Toronto-based CIFAR—formerly the Canadian Institute for Advanced Research— supports networks of researchers working to understand the nature of consciousness, explore beneath the planet’s crust and develop new quantum materials. It’s also responsible for much of the federal government’s $568.8-million Pan-Canadian AI Strategy, working with three hubs—Montreal’s Mila, Toronto’s Vector Institute and Edmonton’s Amii—to recruit prominent scientists to universities around the country, and to help find practical and industrial applications for their ideas.

Talking Points

  • New CEO Stephen Toope wants CIFAR to play a bigger role in commercializing the ideas its researchers produce, and work more with peers in the Global South
  • The former Cambridge University vice-chancellor says the organization’s melding of social and natural sciences can help address major challenges in health and technology

Toope is only CIFAR’s fifth leader since the publicly funded charity was established in 1981, and takes over as it begins work on a new plan for its future. He returns to Toronto after a five-year spell as vice-chancellor of the University of Cambridge. At the U.K. institution, Toope launched new scholarships and supports for students, and expanded research programs. But sections of the British press have also criticized him over the way the university handled campus culture-war flare-ups, and for Cambridge accepting funding from the Chinese government and linked companies. 

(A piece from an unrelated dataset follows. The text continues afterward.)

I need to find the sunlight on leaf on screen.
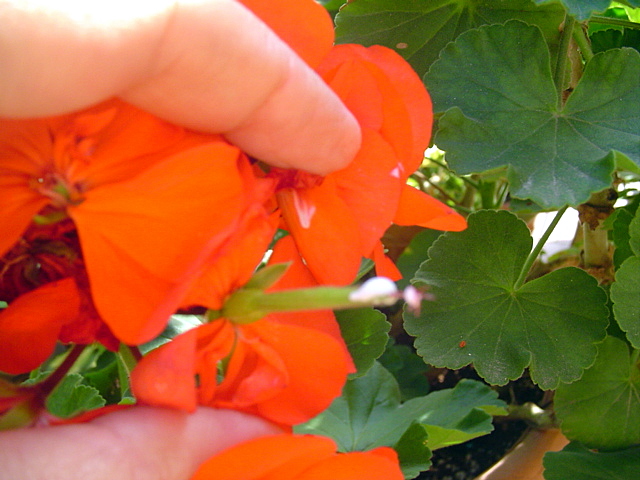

In his first interview since starting his new job last month, Toope spoke with The Logic about his plans to expand CIFAR’s role in commercializing new discoveries, the big debates engulfing research and technology, and the importance of understanding fungi.

This interview has been edited and condensed for length and clarity.

You’ve spent the last few decades of your career running massive academic institutions.

Why take a job running a Canadian research organization?

Post-COVID, I had a really strong sense that I wanted to be back in Canada, [which] is in a relatively healthy place from a political and social standpoint. All is not perfect by any means, but when you compare it to so many other parts of the world, the mood is more optimistic. I also happen to have all my family here.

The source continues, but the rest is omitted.